Data Submission Information

General Data Submission Information

Once you have submitted your manuscript, you will be contacted by the GigaDB curators to aid you in data submission. Note that the editors will not send your manuscript to reviewers until the required data is available for the reviewers. Thus, it is good to have your data in the proper submission form at the time of manuscript submission. Below you will find the details on how to handle supplementary information, how to format and submit different types of data, naming conventions, etc. The GigaDB curators will be happy to help if you have any questions or concerns. Data and software also needs to be credited according to the Data Citation principles and the recommendations of the FORCE11 Software Citation Implementation Working Group.

Guidance for handling material commonly found in supplements

Since GigaByte journal does not accept traditional "supplemental files", below is information on the best way to handle that information either as a data file for hosting in GigaDB, or  you may need to think about how and IF any details you had intended to include in supplemental files should be represented. To help you with this we have prepared a list of things commonly found in supp files and how we would recommend they be represented;

Additional methods - These should be translated into an online methods tool such as protocols.io and cited in the main manuscript.

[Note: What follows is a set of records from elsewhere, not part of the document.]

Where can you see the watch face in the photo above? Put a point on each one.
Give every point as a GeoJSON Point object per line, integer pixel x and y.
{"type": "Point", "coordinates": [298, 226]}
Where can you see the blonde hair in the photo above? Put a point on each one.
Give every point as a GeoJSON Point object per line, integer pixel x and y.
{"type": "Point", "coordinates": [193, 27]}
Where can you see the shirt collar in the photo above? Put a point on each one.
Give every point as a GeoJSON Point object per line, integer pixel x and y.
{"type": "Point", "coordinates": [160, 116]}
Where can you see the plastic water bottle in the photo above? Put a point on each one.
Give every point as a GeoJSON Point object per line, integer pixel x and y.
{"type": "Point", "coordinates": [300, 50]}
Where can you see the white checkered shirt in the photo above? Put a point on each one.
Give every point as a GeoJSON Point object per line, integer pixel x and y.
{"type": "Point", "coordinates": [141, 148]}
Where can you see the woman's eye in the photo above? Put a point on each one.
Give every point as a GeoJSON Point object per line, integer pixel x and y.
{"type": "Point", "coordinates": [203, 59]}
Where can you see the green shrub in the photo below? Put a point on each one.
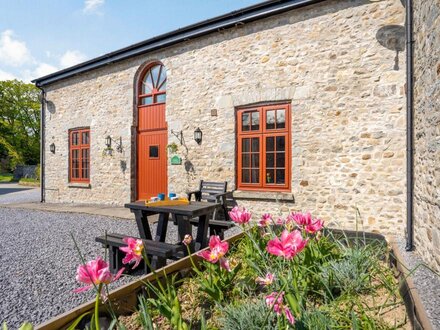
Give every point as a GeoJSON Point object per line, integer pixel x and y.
{"type": "Point", "coordinates": [248, 315]}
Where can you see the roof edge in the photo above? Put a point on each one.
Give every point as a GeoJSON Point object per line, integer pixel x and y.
{"type": "Point", "coordinates": [231, 19]}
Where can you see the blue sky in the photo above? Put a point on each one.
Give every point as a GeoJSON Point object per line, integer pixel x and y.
{"type": "Point", "coordinates": [38, 37]}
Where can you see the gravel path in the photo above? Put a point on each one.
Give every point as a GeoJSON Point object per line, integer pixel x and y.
{"type": "Point", "coordinates": [426, 282]}
{"type": "Point", "coordinates": [38, 260]}
{"type": "Point", "coordinates": [23, 196]}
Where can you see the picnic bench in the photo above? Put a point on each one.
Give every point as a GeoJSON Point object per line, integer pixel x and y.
{"type": "Point", "coordinates": [215, 192]}
{"type": "Point", "coordinates": [159, 252]}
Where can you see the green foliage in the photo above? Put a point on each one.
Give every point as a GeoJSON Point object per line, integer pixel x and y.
{"type": "Point", "coordinates": [352, 273]}
{"type": "Point", "coordinates": [167, 302]}
{"type": "Point", "coordinates": [248, 315]}
{"type": "Point", "coordinates": [19, 122]}
{"type": "Point", "coordinates": [216, 282]}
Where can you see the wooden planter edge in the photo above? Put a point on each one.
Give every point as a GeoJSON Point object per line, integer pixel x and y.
{"type": "Point", "coordinates": [128, 292]}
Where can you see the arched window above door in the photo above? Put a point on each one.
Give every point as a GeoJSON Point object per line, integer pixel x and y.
{"type": "Point", "coordinates": [152, 89]}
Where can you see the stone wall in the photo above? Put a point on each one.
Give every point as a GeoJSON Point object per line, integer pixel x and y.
{"type": "Point", "coordinates": [333, 62]}
{"type": "Point", "coordinates": [427, 131]}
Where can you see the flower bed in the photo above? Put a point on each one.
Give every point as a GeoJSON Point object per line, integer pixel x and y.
{"type": "Point", "coordinates": [283, 273]}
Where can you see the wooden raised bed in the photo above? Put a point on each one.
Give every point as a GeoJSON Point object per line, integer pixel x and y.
{"type": "Point", "coordinates": [125, 298]}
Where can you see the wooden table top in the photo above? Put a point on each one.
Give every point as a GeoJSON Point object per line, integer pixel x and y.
{"type": "Point", "coordinates": [193, 209]}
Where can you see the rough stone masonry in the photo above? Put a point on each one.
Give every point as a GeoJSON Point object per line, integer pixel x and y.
{"type": "Point", "coordinates": [336, 62]}
{"type": "Point", "coordinates": [427, 131]}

Additional details of analysis - These should be translated into an online methods tool such as protocols.io and cited in the main manuscript.

Diagrams of the experiment - You should consider the utility of these carefully, if they are required as part of the narrative of your manuscript they should be included in the manuscript. We would not expect to see these as data files in GigaDB, since they are not data that can be reused in any way. If a workflow is required, it should be translated into a machine readable workflow (e.g. in Common Workflow Language, CWL) and uploaded to GigaDB as part of the associated dataset.

Further discussion of results - You should consider the utility of these carefully, if they are required as part of the narrative of your manuscript they should be included in the manuscript. We would not expect to see these as data files in GigaDB, since they are not "data" that can be reused in any way.

Images of gels - The original images (un-manipulated and un-annotated) should be uploaded to GigaDB as part of the associated dataset. We would not normally expect to see "manuscript figure ready" versions of the manipulated images in GigaDB, if you believe they are required as part of the narrative then they should be included in the main manuscript.

Images (e.g of subjects/samples, microscopy slides, etc.) - The original images (un-manipulated and un-annotated) should be uploaded to GigaDB as part of the associated dataset. We would not normally expect to see "manuscript figure ready" versions of the manipulated images in GigaDB, however we understand that there may be some scenarios where the authors may wish to provide composite images such as multiple staining events overlaid, these should be included in GigaDB.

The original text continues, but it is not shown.